Non è sempre stato così: nei decenni passati i presidenti americani hanno spesso usato gli aiuti militari ed economici come strumento di pressione nei confronti di Israele, quando la leadership israeliana era troppo bellicosa.
Quando Israele invase il Libano nel 1982 e l’esercito bombardò duramente la capitale Beirut, l’allora presidente Ronald Reagan, un Repubblicano, disse al primo ministro Menachem Begin che Israele stava compiendo un «olocausto», e interruppe le forniture di nuove armi finché l’esercito israeliano non si fosse ritirato dal paese.
Negli anni Novanta George H. W. Bush (sempre un Repubblicano) negò a Israele aiuti finanziari per miliardi di dollari per impedire che il governo israeliano costruisse nuove colonie in Cisgiordania e per spingerlo verso nuovi negoziati di pace con i palestinesi.

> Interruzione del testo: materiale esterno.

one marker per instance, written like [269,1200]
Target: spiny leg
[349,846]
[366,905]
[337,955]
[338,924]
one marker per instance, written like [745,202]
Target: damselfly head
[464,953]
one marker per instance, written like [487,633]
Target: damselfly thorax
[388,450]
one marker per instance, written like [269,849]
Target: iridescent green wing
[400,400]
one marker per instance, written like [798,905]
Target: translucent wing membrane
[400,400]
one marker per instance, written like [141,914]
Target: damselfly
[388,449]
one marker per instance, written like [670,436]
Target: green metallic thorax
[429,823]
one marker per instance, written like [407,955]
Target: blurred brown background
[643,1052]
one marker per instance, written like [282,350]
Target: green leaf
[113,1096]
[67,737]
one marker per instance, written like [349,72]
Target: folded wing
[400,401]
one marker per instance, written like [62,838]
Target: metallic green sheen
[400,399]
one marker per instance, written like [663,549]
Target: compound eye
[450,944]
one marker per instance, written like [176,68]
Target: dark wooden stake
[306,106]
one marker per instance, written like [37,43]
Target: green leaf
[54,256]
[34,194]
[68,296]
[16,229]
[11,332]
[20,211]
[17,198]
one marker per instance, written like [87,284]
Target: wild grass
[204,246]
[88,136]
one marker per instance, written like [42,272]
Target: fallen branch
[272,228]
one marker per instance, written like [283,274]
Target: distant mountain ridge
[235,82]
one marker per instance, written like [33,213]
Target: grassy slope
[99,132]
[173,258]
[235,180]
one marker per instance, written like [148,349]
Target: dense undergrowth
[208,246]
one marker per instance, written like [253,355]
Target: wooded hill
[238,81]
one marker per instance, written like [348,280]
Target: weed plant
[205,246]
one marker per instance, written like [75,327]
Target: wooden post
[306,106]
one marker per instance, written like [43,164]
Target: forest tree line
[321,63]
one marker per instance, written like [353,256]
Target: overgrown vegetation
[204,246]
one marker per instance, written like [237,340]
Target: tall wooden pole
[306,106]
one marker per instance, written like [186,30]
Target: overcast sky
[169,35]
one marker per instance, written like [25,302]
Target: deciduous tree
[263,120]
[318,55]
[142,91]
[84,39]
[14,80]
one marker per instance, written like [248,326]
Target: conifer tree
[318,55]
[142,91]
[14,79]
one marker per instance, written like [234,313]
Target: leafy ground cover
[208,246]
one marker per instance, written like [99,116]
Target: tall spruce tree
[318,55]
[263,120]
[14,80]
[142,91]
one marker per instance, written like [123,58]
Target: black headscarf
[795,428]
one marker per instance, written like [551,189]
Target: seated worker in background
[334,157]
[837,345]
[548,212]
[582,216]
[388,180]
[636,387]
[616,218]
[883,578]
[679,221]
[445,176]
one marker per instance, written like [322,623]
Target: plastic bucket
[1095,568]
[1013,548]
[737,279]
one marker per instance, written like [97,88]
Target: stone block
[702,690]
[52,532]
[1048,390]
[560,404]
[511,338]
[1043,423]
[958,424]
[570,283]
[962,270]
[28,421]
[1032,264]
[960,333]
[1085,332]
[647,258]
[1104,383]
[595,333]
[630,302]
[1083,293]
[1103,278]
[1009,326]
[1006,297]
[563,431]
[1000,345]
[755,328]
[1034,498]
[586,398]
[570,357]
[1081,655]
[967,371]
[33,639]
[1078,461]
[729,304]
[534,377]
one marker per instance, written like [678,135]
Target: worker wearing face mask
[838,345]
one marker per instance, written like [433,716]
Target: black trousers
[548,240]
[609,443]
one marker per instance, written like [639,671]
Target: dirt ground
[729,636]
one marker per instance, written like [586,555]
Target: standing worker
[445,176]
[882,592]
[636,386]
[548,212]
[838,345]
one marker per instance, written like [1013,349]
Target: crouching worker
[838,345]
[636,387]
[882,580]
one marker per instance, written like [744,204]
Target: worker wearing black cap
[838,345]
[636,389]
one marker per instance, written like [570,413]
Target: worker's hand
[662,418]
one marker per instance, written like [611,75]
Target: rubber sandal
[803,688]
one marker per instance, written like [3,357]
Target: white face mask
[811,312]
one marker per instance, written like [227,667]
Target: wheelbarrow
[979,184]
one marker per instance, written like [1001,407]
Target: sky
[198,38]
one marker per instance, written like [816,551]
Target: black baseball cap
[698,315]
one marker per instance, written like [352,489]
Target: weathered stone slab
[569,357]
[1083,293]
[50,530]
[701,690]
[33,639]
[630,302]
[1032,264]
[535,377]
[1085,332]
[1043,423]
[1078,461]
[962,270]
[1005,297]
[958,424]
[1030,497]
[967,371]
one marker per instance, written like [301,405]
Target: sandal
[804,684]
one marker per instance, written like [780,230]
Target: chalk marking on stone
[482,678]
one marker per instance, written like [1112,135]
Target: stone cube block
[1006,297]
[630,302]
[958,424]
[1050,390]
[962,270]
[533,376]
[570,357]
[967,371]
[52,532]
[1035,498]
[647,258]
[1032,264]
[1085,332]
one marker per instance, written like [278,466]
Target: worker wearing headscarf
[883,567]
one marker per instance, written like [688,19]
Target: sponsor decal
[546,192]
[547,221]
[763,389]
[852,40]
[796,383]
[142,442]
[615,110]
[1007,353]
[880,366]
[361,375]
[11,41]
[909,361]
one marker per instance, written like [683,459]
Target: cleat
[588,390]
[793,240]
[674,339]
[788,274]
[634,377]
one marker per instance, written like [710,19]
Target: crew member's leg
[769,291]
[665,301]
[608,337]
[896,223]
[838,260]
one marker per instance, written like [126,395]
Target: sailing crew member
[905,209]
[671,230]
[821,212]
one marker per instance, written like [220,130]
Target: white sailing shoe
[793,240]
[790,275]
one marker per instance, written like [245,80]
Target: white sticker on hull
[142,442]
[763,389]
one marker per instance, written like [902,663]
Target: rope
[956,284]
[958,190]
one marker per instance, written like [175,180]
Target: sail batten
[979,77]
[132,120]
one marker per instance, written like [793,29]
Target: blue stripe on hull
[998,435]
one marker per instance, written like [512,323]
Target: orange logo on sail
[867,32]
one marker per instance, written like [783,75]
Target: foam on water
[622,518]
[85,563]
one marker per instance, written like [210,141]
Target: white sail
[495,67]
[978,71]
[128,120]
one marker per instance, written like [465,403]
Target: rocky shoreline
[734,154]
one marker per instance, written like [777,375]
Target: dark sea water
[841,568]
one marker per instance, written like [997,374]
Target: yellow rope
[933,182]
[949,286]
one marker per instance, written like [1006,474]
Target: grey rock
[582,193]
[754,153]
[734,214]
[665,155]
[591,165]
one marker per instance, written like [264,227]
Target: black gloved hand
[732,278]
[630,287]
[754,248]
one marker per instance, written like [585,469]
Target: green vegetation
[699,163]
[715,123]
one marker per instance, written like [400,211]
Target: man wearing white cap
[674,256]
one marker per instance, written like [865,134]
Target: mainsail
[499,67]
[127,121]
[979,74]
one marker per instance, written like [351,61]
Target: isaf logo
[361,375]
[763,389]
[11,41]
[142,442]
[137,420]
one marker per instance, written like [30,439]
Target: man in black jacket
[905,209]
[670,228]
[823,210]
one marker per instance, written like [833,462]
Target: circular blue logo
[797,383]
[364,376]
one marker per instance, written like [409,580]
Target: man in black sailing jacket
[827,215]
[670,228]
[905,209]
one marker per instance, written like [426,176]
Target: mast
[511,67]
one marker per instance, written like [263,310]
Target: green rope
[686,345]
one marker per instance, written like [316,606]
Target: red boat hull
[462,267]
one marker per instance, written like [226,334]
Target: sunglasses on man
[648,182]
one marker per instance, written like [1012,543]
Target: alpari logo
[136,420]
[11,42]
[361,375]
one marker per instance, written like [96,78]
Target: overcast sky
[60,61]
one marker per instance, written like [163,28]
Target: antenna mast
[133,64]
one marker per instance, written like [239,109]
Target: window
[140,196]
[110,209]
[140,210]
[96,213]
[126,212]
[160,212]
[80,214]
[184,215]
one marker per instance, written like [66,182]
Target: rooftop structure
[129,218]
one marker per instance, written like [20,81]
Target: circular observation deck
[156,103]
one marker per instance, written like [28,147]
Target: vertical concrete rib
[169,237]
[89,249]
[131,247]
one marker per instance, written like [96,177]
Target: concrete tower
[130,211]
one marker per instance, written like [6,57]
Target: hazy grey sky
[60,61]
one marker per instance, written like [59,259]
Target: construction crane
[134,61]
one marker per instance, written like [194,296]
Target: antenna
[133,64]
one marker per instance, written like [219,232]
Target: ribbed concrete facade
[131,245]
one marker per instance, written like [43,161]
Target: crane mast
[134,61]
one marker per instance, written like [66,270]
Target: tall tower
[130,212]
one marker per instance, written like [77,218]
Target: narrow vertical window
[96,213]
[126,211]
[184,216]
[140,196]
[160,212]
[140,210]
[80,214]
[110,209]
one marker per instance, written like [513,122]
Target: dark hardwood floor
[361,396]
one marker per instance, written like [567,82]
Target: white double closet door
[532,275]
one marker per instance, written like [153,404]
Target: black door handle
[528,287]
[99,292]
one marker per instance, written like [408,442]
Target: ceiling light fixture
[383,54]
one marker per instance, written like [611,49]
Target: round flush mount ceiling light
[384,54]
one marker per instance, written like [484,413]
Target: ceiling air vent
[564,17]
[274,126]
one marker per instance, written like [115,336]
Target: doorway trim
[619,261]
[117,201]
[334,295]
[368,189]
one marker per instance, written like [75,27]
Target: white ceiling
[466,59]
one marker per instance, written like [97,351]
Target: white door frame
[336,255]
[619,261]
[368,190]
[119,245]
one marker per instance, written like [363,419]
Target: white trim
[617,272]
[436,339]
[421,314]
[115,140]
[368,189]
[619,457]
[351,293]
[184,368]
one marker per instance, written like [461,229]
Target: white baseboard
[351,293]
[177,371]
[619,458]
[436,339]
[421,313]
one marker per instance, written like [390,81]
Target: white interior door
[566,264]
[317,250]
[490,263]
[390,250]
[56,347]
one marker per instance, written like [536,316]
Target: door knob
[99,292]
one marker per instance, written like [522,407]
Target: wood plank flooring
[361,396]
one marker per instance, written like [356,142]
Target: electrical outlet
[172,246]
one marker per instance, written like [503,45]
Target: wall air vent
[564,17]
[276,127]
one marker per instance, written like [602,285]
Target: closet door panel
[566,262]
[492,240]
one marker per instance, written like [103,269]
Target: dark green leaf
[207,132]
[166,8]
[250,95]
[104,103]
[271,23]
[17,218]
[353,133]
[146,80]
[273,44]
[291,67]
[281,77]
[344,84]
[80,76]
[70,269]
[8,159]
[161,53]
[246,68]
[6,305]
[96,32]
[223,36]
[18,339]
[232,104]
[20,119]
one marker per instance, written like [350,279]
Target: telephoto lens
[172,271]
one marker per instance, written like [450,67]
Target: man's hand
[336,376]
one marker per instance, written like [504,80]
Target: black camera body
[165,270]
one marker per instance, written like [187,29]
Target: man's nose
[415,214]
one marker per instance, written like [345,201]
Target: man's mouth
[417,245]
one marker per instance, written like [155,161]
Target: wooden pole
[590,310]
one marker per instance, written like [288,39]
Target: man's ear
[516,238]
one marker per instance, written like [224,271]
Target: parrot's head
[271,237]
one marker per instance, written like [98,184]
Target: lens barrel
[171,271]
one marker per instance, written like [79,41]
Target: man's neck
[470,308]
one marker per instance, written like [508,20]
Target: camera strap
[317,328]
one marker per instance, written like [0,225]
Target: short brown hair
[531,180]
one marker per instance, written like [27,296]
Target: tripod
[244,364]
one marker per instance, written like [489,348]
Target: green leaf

Oggi politiche di questo genere sembrano impensabili, principalmente perché il sostegno nei confronti di Israele nella politica e nella società degli Stati Uniti si è consolidato ed è diventato una questione identitaria. Soprattutto la destra americana vede nella difesa della destra israeliana un obiettivo politico importante, e oggi il Partito Repubblicano di Reagan e di Bush è tutto schierato a favore di Netanyahu.